Da donna musicista, compositrice, a capo di progetti ed
ensemble, che visione hai del jazz in Italia oggi o, per meglio dire, del "sistema
jazzistico" in Italia?
In Italia, il sistema jazzistico è sofferente come ogni altro settore. Gli spazi
per esibirsi si sono ridotti enormemente negli ultimi anni, a causa della crisi
economica, e direi anche a causa dell'affermazione di internet. Il pubblico è sempre
più assente poiché su YouTube puoi ascoltare qualsiasi concerto dal vivo
e i social hanno reso "tutti famosi", accresciuto a dismisura l'ego delle persone
e di molti musicisti. Si verifica spesso che musicisti o allievi non vadano più
ad assistere ai concerti dei loro colleghi o propri maestri. Per quanto riguarda
le donne, c'è ancora molto maschilismo, la donna compositrice è vista ancora con
grande sospetto. Solo alcune donne molto famose nel jazz possono godere dei consensi
dei colleghi uomini, ma debbo dire sempre con qualche critica. Per il resto trovo
che in Italia ci siano dei grandissimi talenti musicali anche nel jazz, c'è molta
creatività e molta musicalità. Speriamo in un sostegno maggiore delle istituzioni
e in tempi migliori.
Se dovessi selezionare alcuni brani dai tuoi album per
una ipotetica compilation, quali sceglieresti?
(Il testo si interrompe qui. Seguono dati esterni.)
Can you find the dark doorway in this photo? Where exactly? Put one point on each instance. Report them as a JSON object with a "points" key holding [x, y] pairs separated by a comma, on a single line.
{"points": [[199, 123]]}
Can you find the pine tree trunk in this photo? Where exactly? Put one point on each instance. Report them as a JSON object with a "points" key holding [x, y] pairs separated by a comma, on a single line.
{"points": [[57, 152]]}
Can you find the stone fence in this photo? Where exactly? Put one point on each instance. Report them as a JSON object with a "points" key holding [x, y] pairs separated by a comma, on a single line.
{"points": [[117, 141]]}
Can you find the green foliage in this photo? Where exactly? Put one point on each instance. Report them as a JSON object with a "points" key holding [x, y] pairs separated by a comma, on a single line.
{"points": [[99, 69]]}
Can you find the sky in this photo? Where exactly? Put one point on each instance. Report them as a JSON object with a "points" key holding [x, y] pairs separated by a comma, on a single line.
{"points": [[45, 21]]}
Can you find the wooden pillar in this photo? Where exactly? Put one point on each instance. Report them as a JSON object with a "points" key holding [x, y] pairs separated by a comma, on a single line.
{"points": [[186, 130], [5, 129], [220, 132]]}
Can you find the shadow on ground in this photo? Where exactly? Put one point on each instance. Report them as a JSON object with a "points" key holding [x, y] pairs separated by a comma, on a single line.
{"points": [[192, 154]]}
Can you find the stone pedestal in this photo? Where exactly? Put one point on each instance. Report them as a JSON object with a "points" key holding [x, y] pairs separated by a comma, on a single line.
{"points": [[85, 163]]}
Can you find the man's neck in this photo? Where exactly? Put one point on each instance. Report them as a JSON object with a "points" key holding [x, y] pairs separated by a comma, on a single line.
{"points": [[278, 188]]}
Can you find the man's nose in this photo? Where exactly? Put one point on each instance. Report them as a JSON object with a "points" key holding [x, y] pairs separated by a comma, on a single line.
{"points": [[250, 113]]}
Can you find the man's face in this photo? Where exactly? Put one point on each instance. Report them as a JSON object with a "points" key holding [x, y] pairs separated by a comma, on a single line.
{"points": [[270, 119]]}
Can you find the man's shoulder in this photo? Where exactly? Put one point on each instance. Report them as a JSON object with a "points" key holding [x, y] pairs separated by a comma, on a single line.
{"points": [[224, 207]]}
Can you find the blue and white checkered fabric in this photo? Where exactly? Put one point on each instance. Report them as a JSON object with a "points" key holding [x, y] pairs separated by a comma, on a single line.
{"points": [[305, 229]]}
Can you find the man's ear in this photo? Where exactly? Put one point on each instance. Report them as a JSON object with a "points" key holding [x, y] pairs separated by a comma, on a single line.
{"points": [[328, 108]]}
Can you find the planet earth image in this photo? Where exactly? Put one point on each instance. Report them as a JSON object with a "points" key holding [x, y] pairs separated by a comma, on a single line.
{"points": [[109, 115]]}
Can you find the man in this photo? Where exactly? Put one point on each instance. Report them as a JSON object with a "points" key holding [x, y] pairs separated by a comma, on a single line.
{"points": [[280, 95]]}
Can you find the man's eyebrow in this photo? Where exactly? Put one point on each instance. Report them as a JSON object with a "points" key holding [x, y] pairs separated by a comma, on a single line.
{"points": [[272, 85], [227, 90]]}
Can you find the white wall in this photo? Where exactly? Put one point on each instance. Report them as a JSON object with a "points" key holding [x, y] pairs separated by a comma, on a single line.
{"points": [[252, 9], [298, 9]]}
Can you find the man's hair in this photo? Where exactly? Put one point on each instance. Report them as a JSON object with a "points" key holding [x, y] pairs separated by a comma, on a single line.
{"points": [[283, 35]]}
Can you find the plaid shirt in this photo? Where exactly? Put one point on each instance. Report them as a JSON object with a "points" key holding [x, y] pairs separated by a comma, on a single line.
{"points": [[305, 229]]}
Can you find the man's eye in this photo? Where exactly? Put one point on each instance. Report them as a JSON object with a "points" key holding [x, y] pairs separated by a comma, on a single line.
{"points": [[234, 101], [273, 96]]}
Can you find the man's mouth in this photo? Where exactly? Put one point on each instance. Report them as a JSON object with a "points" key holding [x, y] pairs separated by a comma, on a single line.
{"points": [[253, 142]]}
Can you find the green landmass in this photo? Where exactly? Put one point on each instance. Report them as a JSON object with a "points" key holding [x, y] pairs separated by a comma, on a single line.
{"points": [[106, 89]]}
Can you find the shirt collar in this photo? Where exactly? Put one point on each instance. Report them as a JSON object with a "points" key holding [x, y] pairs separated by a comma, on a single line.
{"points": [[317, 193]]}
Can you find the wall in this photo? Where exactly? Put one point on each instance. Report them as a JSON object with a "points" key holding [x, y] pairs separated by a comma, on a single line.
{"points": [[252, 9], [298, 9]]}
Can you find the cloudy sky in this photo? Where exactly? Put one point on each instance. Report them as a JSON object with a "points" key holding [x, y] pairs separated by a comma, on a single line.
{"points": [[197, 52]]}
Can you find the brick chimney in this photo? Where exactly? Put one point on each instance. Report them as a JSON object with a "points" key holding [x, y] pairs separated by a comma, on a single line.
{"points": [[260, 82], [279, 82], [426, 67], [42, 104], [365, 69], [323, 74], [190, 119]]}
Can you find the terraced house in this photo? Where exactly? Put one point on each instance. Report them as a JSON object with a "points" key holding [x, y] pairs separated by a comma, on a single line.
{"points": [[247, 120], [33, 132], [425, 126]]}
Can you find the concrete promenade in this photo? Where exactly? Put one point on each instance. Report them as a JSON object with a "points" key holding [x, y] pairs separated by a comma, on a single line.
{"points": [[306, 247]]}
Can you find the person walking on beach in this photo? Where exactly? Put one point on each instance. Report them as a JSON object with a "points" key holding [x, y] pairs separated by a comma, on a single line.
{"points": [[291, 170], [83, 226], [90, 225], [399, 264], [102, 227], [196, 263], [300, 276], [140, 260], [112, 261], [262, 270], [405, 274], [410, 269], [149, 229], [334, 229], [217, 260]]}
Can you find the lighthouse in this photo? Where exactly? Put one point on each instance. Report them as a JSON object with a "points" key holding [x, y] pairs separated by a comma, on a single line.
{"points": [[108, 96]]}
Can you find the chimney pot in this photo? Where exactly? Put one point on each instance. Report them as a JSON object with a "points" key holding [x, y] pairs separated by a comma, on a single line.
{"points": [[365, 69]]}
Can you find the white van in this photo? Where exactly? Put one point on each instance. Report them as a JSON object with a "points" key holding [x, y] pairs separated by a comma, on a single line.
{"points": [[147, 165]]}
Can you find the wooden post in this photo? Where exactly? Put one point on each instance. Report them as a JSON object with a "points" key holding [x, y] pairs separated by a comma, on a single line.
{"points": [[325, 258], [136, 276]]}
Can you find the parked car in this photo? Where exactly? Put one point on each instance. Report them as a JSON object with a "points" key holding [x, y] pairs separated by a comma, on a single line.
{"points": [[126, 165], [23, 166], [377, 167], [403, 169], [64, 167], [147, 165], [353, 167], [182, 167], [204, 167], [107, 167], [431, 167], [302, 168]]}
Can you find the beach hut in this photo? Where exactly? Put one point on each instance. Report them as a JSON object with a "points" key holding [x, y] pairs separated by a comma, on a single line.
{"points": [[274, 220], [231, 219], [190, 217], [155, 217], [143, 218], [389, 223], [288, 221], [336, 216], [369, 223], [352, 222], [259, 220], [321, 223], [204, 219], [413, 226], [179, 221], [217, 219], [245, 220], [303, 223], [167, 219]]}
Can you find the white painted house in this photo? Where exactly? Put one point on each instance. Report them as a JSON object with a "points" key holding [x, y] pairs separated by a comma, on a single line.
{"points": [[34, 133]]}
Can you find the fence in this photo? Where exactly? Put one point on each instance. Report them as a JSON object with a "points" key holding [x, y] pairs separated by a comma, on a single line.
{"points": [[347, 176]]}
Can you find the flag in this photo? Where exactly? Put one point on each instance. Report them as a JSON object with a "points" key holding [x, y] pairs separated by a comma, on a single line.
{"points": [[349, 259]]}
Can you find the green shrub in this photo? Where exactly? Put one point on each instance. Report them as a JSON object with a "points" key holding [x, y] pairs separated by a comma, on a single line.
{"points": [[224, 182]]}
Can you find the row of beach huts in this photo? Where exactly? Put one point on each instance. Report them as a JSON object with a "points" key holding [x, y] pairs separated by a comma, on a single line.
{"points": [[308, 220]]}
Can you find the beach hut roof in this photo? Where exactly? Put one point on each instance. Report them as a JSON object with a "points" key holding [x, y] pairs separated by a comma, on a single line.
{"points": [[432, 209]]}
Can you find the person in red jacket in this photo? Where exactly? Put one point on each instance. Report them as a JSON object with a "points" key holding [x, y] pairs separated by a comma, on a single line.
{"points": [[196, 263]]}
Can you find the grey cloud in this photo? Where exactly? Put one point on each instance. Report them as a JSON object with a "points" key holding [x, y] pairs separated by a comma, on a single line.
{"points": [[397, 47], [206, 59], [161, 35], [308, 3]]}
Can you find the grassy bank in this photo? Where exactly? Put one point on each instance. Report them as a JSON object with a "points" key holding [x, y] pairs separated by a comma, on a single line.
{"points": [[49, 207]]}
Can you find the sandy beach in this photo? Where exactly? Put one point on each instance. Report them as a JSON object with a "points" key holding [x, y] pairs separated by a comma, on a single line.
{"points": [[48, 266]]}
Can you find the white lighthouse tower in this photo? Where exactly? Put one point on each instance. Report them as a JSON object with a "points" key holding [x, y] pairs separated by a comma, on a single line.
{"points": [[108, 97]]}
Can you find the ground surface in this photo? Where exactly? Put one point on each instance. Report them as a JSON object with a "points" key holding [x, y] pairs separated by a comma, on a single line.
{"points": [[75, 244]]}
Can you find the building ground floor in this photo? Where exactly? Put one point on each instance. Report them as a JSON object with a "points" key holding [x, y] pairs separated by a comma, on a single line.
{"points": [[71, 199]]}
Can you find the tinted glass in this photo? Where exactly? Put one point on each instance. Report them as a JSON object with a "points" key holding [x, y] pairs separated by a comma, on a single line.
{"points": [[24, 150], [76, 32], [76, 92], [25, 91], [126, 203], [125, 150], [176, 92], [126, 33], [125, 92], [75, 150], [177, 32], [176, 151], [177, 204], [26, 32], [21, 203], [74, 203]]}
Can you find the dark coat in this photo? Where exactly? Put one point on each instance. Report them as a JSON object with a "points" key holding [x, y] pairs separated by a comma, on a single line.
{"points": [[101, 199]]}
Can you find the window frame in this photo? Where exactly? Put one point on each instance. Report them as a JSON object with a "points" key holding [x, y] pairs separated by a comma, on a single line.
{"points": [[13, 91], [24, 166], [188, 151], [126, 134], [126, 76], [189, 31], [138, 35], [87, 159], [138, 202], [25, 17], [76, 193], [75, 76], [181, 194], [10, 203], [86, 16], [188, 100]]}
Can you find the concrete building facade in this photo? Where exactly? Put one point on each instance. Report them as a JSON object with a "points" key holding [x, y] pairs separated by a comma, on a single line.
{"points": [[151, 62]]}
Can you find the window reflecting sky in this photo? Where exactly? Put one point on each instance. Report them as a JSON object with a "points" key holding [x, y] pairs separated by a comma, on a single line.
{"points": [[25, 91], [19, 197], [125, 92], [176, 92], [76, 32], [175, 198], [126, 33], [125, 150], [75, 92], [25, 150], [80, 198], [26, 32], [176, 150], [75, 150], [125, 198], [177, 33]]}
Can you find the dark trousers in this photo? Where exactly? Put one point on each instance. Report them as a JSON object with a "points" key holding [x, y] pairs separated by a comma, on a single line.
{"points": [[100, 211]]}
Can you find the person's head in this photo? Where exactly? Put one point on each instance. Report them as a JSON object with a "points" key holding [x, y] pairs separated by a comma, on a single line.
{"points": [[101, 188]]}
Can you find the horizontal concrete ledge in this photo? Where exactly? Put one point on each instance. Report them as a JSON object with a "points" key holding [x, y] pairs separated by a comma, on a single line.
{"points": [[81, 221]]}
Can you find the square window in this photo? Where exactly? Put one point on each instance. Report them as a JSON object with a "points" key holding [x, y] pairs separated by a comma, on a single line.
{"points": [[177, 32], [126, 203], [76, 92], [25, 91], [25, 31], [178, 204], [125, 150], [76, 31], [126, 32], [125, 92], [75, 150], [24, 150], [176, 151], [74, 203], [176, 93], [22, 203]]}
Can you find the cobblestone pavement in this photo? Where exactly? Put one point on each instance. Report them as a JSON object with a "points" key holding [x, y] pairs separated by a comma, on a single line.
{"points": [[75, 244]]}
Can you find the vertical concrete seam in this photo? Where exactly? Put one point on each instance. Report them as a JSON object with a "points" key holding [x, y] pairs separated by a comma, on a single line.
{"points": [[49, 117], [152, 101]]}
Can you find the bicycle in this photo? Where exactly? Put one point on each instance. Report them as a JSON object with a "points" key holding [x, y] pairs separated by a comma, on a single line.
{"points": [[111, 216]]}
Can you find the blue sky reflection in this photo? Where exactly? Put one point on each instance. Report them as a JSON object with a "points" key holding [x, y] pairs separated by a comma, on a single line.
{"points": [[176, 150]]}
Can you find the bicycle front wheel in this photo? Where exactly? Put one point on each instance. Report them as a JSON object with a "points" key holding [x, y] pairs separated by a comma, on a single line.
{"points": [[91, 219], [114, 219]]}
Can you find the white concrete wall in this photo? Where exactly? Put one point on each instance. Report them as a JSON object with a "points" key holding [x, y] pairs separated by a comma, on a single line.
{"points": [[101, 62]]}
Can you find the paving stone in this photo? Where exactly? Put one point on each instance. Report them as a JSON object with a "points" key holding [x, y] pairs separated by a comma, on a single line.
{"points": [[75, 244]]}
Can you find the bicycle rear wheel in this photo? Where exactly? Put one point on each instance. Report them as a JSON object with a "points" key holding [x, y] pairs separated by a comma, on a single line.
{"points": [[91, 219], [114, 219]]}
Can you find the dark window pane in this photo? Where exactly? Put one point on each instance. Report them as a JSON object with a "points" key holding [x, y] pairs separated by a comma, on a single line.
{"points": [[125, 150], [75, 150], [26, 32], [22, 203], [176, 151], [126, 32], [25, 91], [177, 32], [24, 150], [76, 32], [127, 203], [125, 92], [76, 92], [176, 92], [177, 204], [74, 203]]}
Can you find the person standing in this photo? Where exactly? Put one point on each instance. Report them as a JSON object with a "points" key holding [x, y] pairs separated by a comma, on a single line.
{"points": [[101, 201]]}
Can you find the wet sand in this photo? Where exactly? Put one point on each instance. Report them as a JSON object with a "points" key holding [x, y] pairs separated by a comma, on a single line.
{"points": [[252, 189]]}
"Alpha Indi" e "Samsara" dall'ultimo album "Giuliana Soscia Indo
Jazz Project";" The Old Castle" dall'album "North Wind" del Giuliana
Soscia & Pino Jodice 4tet feat. Tommy
Smith; "Variazioni- Sonata per luna crescente" e " Lu Scottis"
dall'album "Megaride" dell'Orchestra Jazz Parthenopea di Pino Jodice e Giuliana
Soscia feat.
Paolo Fresu; "Contemporay Tango" dall'Album Sonata per luna crescente
del Giuliana Soscia & Pino Jodice Duet; "Contemporary Swing" dall'album Contemporary
del Giuliana Soscia & Pino Jodice 4tet; "Antiche Pietre" dall'omonimo album
del Giuliana Soscia & Pino Jodice Italian Tango Quartet.
Cosa prevede quindi l'agenda di Giuliana Soscia?
Il concerto live e presentazione dell'album Giuliana Soscia Indo Jazz Project a
Radio Tre Suite "La Stanza della Musica" il prossimo 7 giugno. Come accennavo
precedentemente la masterclass del 13/14 settembre e concerto finale il 14 settembre
ore 18,00 in sala Accademica presso il Conservatorio Santa Cecilia di Roma. Poi
prossimi concerti con il Giuliana Soscia Trio, dove sono naturalmente nel ruolo
di pianista con Dario Rosciglione e Alessandro Marzi e un grande progetto
per Orchestra Jazz diretto da me, con progetti di mie composizioni, sono in vista
altri due lavori discografici a breve.